Priyanka Prasad of Filmibeat gave 2.5/5 stars and wrote "Rocky Handsome is bound to appeal only to those fond of action films." Rohit Vats of Hindustan Times gave 2/5 stars and wrote "Rocky Handsome is a very average film with some finely executed action sequences on display, but don't expect anything more from this film." Koimoi gave 2/5 stars and praised the action scenes, but criticized its execution and weak storyline.

Anna M. M. Vetticad of Firstpost described the film as "paisa vasool" for its action sequences and John Abraham's performance.

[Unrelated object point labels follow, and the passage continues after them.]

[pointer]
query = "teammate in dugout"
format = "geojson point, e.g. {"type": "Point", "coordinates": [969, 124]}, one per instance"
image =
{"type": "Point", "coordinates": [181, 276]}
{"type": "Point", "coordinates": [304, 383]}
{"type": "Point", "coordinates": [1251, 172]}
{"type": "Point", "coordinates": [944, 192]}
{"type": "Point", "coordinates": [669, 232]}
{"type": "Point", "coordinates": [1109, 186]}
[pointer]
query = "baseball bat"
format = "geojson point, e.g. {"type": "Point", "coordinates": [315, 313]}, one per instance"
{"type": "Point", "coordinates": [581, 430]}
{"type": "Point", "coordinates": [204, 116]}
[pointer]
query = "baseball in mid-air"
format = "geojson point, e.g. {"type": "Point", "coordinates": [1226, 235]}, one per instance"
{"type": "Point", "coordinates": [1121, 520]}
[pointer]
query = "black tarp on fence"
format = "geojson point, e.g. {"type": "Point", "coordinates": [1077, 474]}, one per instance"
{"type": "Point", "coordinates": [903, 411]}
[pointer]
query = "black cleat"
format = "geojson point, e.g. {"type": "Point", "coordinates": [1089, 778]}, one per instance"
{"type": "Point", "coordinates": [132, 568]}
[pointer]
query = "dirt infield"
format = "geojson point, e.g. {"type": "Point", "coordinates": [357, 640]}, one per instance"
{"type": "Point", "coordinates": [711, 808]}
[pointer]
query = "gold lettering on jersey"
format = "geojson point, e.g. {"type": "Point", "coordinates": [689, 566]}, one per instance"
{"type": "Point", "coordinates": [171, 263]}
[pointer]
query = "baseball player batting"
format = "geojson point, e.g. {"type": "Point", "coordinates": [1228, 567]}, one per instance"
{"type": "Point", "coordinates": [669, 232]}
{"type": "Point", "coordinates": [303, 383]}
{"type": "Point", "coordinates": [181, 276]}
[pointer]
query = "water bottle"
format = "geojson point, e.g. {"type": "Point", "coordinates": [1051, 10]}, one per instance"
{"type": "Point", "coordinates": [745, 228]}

Namrata Joshi of The Hindu wrote "Rocky Handsome is satisfied living off borrowed aesthetics even while clinging to its Indian self – but for all the wrong reasons." Anupama Chopra of Film Companion described the film as an "almost frame-by-frame remake of the 2010 Korean blockbuster The Man from Nowhere."

===Box office===
The film earned ₹70 million in one day including paid previews in India. The film went down on day two with collections of ₹42.5 million crore nett. The film earned ₹35.0 million on third day and the film had a very low weekend of ₹188 million crore nett with ₹19.8 million crore nett on paid previews. The collections on Monday were low at around ₹20 million nett. The film grossed ₹210 million in its first week and ₹251 million by the end of its theatrical run.